CRISPR in Nature

Introduction Where did CRISPR come from?

CRISPR systems evolved to defend bacteria against bacterial viruses called phages. Learn how phages infect bacteria and how those bacteria use CRISPR and other defenses to fight back.

NOTE: On this page, we use the term bacteria instead of the correct, more general term prokaryotes, since people are more familiar with bacteria. Please note, however, that the general information described here applies to both bacteria and the abundant but lesser-known archaea.

Download Graphic Assets (CC BY-NC-SA 4.0)

The phage life cycle

How phages infect bacteria and spread

Vocabulary: Phage, bacteriophage, phage tail, phage tail fibers, phage head, lyse, lytic cycle, lysogenic

What is a phage?

The word phage is short for bacteriophage, the type of virus that infects bacteria.
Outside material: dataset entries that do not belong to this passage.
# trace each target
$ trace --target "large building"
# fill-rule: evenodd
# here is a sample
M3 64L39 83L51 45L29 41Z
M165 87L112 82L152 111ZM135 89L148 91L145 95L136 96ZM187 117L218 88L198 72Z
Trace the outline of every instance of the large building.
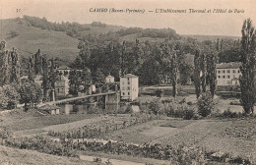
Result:
M217 64L217 85L239 85L241 63Z
M67 76L67 75L69 75L71 68L63 65L63 66L60 66L57 70L62 75Z
M63 75L55 82L56 96L66 96L69 93L69 80Z
M139 95L139 77L127 74L120 78L121 99L133 101Z

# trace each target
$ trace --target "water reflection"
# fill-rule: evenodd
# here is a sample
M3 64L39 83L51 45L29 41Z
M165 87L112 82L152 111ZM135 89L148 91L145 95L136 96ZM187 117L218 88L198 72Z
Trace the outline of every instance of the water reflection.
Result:
M112 113L124 113L128 106L133 112L140 112L145 107L138 105L127 105L127 104L111 104L111 105L95 105L95 104L60 104L61 114L112 114Z

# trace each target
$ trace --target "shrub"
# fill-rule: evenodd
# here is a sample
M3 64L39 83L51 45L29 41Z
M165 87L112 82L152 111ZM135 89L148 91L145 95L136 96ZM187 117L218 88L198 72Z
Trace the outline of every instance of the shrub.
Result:
M159 99L155 99L150 102L149 109L155 115L163 114L163 109L161 108L161 103Z
M239 112L232 112L230 108L228 107L226 110L224 111L223 116L225 118L238 118L241 117L242 114Z
M199 115L207 117L214 110L214 105L211 93L203 93L197 101Z
M186 107L186 109L184 109L183 119L190 120L194 116L195 116L195 110L193 108Z

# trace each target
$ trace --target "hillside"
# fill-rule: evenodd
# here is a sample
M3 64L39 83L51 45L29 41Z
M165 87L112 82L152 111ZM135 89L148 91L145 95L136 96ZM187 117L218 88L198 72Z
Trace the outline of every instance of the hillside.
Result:
M65 61L73 61L75 57L79 53L79 49L77 48L79 43L79 36L70 36L67 32L67 28L72 29L75 28L82 28L83 30L77 29L77 32L80 35L91 34L93 37L99 33L107 33L109 31L115 32L122 29L123 33L120 34L120 41L135 41L135 39L139 39L141 43L146 40L150 40L153 42L163 41L163 36L151 36L153 32L159 31L160 34L162 35L162 31L166 29L143 29L139 28L126 28L120 26L111 26L111 25L103 25L100 27L98 25L88 24L88 25L80 25L78 23L64 23L66 25L65 30L54 30L54 28L58 26L62 26L62 24L50 23L45 21L46 26L50 26L50 29L47 29L48 27L45 28L35 28L38 20L41 24L44 24L43 19L35 18L35 17L28 17L32 21L29 23L28 20L25 19L9 19L9 20L0 20L0 39L7 41L7 48L11 49L15 47L18 49L20 55L29 57L32 54L34 54L37 49L40 49L41 52L48 55L48 57L60 57ZM22 20L22 21L21 21ZM36 20L36 21L34 21ZM35 26L32 25L32 23L35 22ZM39 22L39 23L40 23ZM96 23L101 24L101 23ZM41 26L41 25L40 25ZM43 25L44 26L44 25ZM73 26L73 27L72 27ZM45 29L44 29L45 28ZM59 27L58 27L59 28ZM125 31L126 29L134 30L129 33L129 31ZM136 32L137 30L137 32ZM170 29L172 30L172 29ZM148 33L147 33L148 31ZM149 32L150 31L150 32ZM145 33L146 32L146 33ZM174 30L171 31L174 35ZM115 33L118 37L118 32ZM164 35L165 36L165 35ZM229 38L229 39L238 39L239 37L235 36L221 36L221 35L181 35L183 37L192 37L199 41L203 40L217 40L217 38Z
M21 25L15 19L1 20L1 40L7 42L7 48L15 47L20 55L29 57L37 49L49 57L73 59L79 52L79 40L61 31L41 29L27 25ZM12 35L11 32L17 32Z

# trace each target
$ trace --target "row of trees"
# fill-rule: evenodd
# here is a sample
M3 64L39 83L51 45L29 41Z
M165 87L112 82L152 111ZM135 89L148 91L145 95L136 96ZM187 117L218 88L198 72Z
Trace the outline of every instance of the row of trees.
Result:
M41 100L41 88L38 84L30 81L20 80L20 56L16 49L12 51L5 50L6 42L0 44L1 60L1 90L0 106L1 108L12 109L18 103L36 103Z
M98 75L112 75L118 81L120 76L131 73L140 77L142 84L171 82L171 63L177 67L175 73L183 84L193 73L193 63L187 62L188 53L193 53L195 40L165 39L162 42L135 42L118 40L104 44L81 41L79 56L71 65L75 69L89 68L93 82ZM175 64L174 64L175 63ZM100 74L102 73L102 74ZM180 76L180 77L179 77Z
Deep in the ocean, in our own gut, and everywhere in between, phages are infecting all sorts of bacteria. Even though they’re invisible to the naked eye, phages are actually the most abundant life-like form on Earth! We say “life-like” because viruses do not meet the criteria to be considered living organisms.

Just as human cells use DNA as instructions for their function, phages carry around DNA (or RNA) genomes as blueprints for their assembly and spread. However, phages cannot reproduce on their own. They must take resources from bacteria during the process of infection and use these resources to produce more phages. This is why they are only “life-like.”

The phage infection process

With the aid of a microscope, scientists can watch the phage infection process in action. Phages look like tiny moon-landers (but they can have other interesting shapes too!). Their curious structures typically include pieces that resemble a head, neck, and legs. When a phage lands on a bacterium, it “locks onto” the bacterial surface using its legs or tail fibers. Then, the phage’s DNA travels from storage space in its head, down a long tube called the tail, and into the bacterial cell.

After a phage injects its DNA into a bacterium, the bacterium’s own protein machinery replicates the phage genome. The bacterium then follows the instructions in the phage DNA and generates more heads, tails, tail fibers, and other phage pieces. These “body parts” assemble to form new phages.

Once the phages reach a critical mass, they explode out of or lyse the bacterium and escape into the environment. This is similar to a balloon popping.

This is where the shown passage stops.